Timamoon  Arts offers a peaceful and carefree environment in which to enjoy art, spend time relaxing and perhaps enjoy a dance or two. There are a number of gallery paces spread across the region, together with ruins to be explored, a coffee-house, aviary, woodlands, a hilltop house and more.

The galleries offer works by a number of artists, notably those belonging to the Gualdo Group, which encompasses some very well-known names: Kylie Sabra, Nino Vichan, Kaly Iali, La Baroque… all of whom make Timamoon an ideal destination for those with a passion for art, be it created digitally (and within Second Life), or in the physical world, or a combination of both.

I was particularly drawn back to Timamoon to view the work of two artists who are featured as a part of the current FIAT (FIne Art Tour): Milly Sharple (who also holds the region) and Sisse Singh.

Milly Sharple - Fractal Insanity
Milly Sharple – Fractal Insanity

Milly’s exhibit is entitled Fractal Insanity, and the title will likely have regular readers here know why I am drawn to it, featuring as it does more of her stunning fractal art, presented in an ultra-modern gallery space utilising a design by Steven Devoid (Devoid Aeon).

Milly Sharple - Fractal Insanity
Milly Sharple – Fractal Insanity

The pieces on display, both static and animated, are stunning in complexity, texture and colour. Given that several are animated, images simply do not do them justice and they need to be seen first-hand to be fully appreciated.

As well as the fractal pieces, Milly offers a number of other digital works, all of which are equally intricate and quite marvellous to behold.

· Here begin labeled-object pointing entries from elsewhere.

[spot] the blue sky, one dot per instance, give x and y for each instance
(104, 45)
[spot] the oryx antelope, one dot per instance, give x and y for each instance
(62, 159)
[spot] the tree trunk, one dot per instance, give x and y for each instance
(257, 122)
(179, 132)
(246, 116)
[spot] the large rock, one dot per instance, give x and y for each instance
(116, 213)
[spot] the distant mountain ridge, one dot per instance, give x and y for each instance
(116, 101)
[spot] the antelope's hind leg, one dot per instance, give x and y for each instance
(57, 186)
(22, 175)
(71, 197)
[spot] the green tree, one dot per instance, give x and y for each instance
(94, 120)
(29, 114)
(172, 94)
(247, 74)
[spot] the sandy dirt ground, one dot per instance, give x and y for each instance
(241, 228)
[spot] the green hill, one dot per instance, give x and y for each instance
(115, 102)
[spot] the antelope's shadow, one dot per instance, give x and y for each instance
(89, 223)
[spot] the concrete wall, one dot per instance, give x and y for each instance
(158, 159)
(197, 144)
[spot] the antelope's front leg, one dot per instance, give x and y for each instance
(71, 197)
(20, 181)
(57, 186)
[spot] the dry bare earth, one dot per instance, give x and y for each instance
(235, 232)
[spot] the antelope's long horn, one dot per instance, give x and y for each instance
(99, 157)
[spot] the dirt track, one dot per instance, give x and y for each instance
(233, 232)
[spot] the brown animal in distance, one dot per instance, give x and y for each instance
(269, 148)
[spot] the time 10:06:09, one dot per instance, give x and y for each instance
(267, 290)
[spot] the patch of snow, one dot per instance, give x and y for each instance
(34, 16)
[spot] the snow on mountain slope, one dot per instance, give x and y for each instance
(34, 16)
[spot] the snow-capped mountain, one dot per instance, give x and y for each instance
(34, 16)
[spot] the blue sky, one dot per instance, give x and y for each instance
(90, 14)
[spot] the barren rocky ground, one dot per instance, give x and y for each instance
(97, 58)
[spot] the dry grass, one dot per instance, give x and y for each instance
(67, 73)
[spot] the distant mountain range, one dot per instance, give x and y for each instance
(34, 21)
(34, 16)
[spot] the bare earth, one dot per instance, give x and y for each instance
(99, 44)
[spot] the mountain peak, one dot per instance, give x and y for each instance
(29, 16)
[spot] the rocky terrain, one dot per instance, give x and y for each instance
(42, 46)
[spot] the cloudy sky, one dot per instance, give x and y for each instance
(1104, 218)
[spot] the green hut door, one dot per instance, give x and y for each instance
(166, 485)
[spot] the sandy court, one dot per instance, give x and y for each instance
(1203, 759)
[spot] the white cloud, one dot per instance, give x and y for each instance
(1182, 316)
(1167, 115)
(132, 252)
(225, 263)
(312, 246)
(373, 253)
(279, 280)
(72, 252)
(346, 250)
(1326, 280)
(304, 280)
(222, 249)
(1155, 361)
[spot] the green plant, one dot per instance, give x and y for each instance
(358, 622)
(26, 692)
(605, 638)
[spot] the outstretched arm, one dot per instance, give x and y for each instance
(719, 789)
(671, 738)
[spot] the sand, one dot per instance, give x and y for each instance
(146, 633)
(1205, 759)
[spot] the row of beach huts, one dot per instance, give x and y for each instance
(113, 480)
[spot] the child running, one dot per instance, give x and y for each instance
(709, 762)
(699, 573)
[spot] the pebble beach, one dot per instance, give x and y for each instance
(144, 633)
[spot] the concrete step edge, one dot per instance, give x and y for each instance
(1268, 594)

Some of these are ideal as both individual pieces or as part of large grouping  – such as her “Petal” series, which I found myself particularly drawn towards.

Milly Sharple - Fractal Insanity
Milly Sharple – Fractal Insanity

With abstract pieces vying with more “traditional” mandelbrot inspired pieces, animated pieces offered alongside static works and an amazing display of digital pieces, Fractal Insanity is a captivating visit; one which is liable to have you admiring and dallying for longer than you might have planned.

However, when you have completed a tour through the floors of Milly’s exhibit space, do make sure you pop across to the rotunda next door, where Sisse Singh is currently exhibiting a range of her watercolour and ink art.

Sise Sigh - Timamoon Arts
Sisse Singh – Timamoon Arts

A self-taught artist, Sisse finds her inspiration from a range of sources including her local physical world environment, Danish landscapes and her own imagination. The display of her work at the rotunda reflects this admirably, offering a broad and captivating cross-section of her physical world art uploaded for display in world.

Sise Sigh - Timamoon Arts
Sisse Singh – Timamoon Arts

The lower floor of the exhibit space presents a number of Sisse’s studies of flowers, while upstairs is a mix of abstract piece, landscapes and portraits. All of them catch and hold the attention, but I confess to finding myself particularly drawn to her portraiture during my visits. The three pieces – Awaken, Joy, and Naked Sunset, each tell a little story of their own, and really draw one into them.

I confess that prior to making my way through the FIAT exhibits, Sisse’s work had somehow escaped my attention. As such, I’m glad I have now belatedly discovered it in-world. This is a beautiful simple display of her work, more of which  – along with that of other artists in the group – can be enjoyed at the Gualdo galleries, also in the Timamoon region. So be sure to pay the galleries a visit as well.